Within a few months, the Image titles' success led to Malibu having almost 10% of the North American comics market share, briefly exceeding that of industry giant DC Comics. By the beginning of 1993, Image's financial situation was secure enough to publish its titles independently, and it left Malibu.

As sales declined industry-wide in the mid-1990s, Malibu canceled lower-selling series. Nonetheless, the company's assets were still seen as attractive enough to garner interest from DC Comics in the spring of 1994, and the company was purchased by Marvel Comics on November 3, 1994. In the middle of the next year, Olbrich, along with fellow Malibu standard-bearers Mason and Chris Ulm, left the company.

== Post-Malibu ==
After leaving Malibu/Marvel, Olbrich worked for the video gaming magazine GameFan. He was the director of U.S. publishing for Les Humanoïdes Associés from 2000 to 2002.
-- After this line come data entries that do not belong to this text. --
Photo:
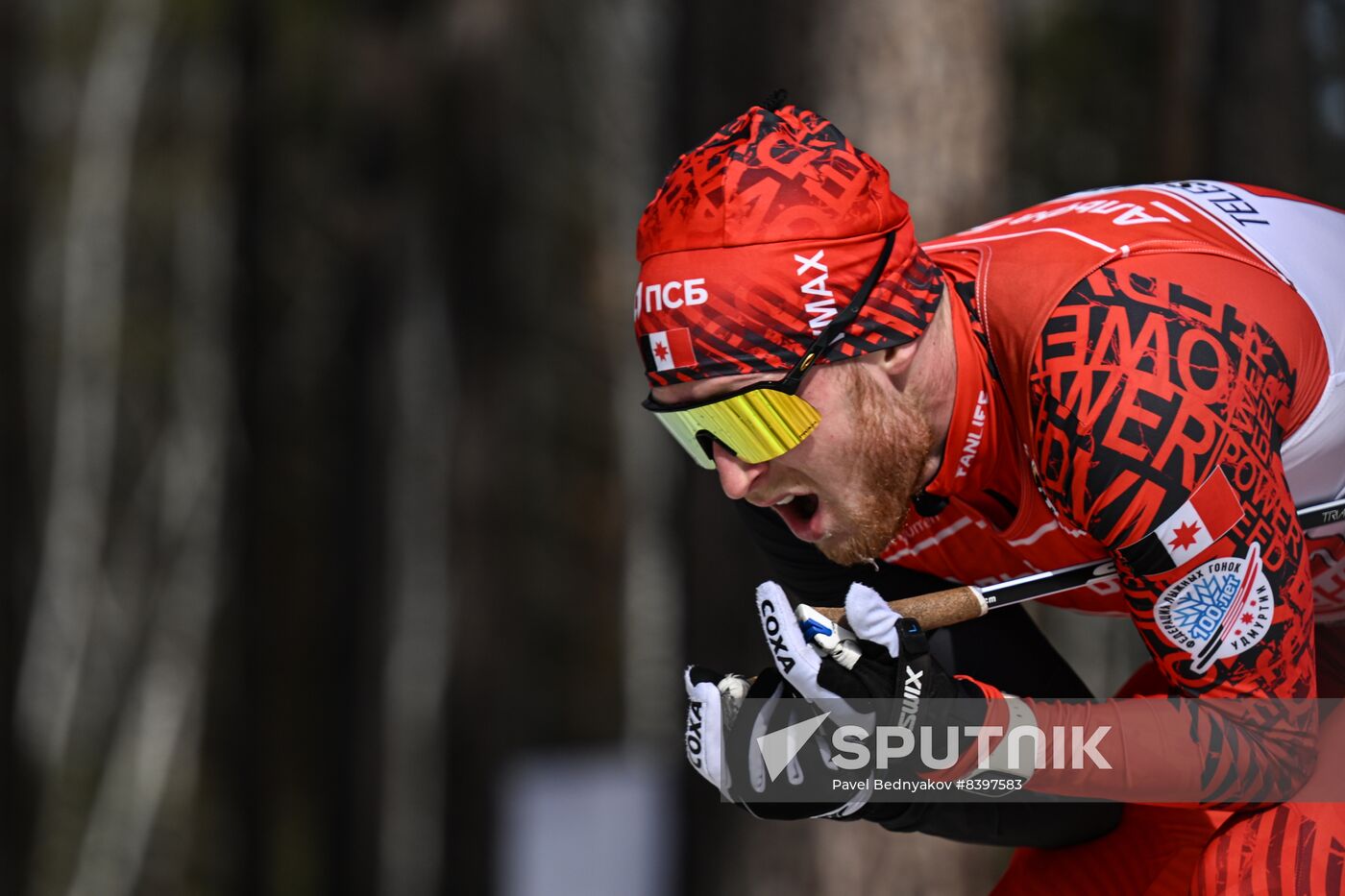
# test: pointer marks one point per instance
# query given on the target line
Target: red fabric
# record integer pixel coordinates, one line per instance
(766, 231)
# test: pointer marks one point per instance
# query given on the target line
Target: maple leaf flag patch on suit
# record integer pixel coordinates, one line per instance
(1207, 516)
(672, 349)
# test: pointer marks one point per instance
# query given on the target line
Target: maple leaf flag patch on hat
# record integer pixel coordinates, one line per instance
(672, 349)
(1210, 512)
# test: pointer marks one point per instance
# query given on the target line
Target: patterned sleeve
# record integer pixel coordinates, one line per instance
(1161, 402)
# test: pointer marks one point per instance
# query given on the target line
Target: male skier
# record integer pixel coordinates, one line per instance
(1152, 375)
At the turn of the 21st century he helped developed the creator-owned imprints Bravura and Gorilla Comics.

He operated the Dogg Works Agency (with Gary Guzzo) from 2002 to 2005, at which point he left to co-found The Pack, a packager at which he partnered with Brian Augustyn, Barbara Kesel, Lee Nordling, and Gordon Kent. The Pack developed new non-fiction properties and licensed properties for production as graphic novel projects. The Pack disbanded in late 2011.
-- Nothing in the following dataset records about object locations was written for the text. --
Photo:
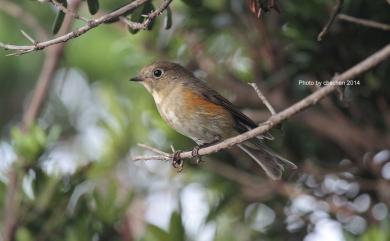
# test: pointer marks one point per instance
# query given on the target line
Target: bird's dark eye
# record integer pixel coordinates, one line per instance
(157, 73)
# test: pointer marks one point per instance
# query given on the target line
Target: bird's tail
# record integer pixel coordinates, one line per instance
(272, 163)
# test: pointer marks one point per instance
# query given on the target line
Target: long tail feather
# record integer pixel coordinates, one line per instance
(273, 164)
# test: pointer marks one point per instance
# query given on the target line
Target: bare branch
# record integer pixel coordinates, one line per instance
(333, 15)
(364, 22)
(274, 120)
(22, 49)
(263, 99)
(153, 149)
(17, 12)
(28, 37)
(65, 10)
(47, 72)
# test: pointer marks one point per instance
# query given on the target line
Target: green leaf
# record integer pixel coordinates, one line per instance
(139, 15)
(59, 18)
(93, 6)
(168, 18)
(193, 3)
(176, 228)
(155, 233)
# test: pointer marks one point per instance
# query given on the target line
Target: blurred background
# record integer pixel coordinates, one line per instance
(71, 176)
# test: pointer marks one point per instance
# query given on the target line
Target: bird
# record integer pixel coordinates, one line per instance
(199, 112)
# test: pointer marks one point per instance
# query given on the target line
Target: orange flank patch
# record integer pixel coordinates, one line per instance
(200, 104)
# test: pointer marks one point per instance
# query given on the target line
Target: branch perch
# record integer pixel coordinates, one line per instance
(274, 120)
(22, 49)
(364, 22)
(333, 15)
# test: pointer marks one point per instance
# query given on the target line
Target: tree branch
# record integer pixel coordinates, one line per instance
(22, 49)
(364, 22)
(49, 67)
(263, 98)
(333, 15)
(17, 12)
(274, 120)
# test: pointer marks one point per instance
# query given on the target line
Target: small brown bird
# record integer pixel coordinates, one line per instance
(200, 113)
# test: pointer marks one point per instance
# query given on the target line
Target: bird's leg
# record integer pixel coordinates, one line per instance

In 2009, Olbrich was an executive at Space Goat Productions, a talent management and production studio that provides art and creative services for companies like Marvel, DC, and Dark Horse. In 2015, as Space Goat moved into publishing comics under its own name, Olbrich was promoted from Vice President to Senior VP, Publishing and Business Affairs. Olbrich departed Space Goat in 2016.
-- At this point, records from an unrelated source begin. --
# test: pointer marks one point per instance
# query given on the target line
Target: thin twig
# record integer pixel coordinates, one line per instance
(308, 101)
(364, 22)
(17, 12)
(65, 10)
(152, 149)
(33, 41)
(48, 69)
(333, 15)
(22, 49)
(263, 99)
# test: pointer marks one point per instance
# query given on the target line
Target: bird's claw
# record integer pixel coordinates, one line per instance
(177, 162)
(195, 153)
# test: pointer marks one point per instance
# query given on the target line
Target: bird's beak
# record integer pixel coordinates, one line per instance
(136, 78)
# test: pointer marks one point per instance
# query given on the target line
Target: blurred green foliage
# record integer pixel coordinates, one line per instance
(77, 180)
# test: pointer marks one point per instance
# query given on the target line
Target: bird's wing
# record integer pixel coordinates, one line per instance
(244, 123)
Olbrich created, produces and hosts a pop culture oriented YouTube Channel called Geekview Tavern, which began in 2020.

In February 2025, Olbrich accepted the position of Marketing and Publications Editor at San Diego Comic Convention, a non-profit that oversees conventions focusing on comics and the popular arts, primarily WonderCon and San Diego Comic-Con.

== Personal life ==
Olbrich is married, with a daughter named Maggie.